Local AI for privacy — what you do and don't get
An honest threat model for running AI offline. Per-runtime telemetry checklists for Ollama, LM Studio, vLLM, and llama.cpp. What model weights, tokenizer caches, RAG stores, and OS-level metadata leak even on an air-gapped box. The gap between 'local inference' and 'true privacy', and how to close it.
Answer first
Running an open-weights model on hardware you control eliminates the single biggest privacy risk of cloud AI: a third party reading, logging, training on, or being subpoenaed for your prompts and outputs. That is real, and it is the reason most operators reading this page came to local inference.
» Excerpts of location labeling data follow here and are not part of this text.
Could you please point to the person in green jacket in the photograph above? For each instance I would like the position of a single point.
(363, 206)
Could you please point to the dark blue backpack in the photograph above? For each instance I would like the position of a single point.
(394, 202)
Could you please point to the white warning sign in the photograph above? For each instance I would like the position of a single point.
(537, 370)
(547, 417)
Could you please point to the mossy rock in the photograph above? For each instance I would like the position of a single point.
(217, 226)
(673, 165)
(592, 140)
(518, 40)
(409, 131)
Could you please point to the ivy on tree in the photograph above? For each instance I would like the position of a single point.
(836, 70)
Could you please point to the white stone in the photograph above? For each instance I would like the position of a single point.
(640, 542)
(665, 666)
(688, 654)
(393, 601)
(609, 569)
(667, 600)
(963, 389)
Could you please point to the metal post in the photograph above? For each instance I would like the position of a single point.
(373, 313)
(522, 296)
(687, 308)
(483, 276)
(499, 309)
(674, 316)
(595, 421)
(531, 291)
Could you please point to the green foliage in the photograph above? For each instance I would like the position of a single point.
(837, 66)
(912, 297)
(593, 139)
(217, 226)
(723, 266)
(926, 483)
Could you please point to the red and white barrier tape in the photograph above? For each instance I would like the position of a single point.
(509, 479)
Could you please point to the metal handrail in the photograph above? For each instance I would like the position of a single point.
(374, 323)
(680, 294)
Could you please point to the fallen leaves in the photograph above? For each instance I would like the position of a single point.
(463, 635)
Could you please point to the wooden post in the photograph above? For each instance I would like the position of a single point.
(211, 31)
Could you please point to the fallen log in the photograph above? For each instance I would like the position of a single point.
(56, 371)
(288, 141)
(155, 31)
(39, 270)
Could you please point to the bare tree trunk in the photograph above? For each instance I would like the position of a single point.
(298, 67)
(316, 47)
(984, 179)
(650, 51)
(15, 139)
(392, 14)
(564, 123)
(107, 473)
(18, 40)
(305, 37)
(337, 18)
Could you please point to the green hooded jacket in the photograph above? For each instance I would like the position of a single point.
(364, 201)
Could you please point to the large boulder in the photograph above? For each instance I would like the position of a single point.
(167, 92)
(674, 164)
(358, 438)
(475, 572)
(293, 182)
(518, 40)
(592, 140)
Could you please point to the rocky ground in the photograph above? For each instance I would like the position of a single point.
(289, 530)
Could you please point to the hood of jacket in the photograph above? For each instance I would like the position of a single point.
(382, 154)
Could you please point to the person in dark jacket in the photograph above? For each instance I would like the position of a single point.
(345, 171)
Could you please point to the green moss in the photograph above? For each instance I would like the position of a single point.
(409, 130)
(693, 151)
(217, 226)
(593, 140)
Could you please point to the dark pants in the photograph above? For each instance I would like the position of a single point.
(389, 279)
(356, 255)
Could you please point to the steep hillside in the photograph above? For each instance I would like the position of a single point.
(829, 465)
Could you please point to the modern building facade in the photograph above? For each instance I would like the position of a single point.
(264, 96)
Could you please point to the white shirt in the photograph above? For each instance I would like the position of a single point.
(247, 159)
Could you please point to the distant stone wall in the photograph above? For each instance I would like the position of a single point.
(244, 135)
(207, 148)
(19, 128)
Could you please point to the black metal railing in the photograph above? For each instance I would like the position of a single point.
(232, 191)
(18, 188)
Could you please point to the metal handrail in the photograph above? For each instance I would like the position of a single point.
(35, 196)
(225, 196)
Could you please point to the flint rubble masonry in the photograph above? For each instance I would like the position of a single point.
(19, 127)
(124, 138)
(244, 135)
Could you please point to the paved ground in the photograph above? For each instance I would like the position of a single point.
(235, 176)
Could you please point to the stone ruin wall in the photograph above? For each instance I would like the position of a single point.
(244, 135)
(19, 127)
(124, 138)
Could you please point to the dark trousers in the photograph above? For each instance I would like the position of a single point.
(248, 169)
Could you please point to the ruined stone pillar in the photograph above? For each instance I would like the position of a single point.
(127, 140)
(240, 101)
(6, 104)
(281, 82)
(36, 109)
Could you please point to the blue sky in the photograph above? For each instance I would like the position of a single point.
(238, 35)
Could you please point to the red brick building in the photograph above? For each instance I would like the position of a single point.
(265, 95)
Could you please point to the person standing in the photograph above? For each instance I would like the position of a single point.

What local inference does not do is silently turn your machine into a private oracle. The runtime still talks to the network sometimes, the model weights still sit in a directory anyone with shell access can read, the RAG store you build over your own documents is a far higher-value target than the model itself, and the operating system underneath is busy snapshotting clipboard contents, paging memory to disk, and indexing your home directory the entire time.
The honest framing: local inference is a privacy primitive, not a privacy product. It removes one specific category of leak. Whether the rest of your system also stops leaking depends on choices you make below the runtime — which is what this guide is about. The opinionated learning path that walks the same ground end-to-end is at /paths/privacy-first; the broader local-vs-cloud framing is in /guides/why-run-ai-locally-instead-of-chatgpt and /compare/local-vs-cloud.
What “local” actually buys you
Five concrete properties, none of which require trust in a vendor.
- No prompt egress to a third party. Your conversations are not crossing a network boundary on the inference path. A cloud provider cannot log, retain, train on, or be compelled to disclose what they never received.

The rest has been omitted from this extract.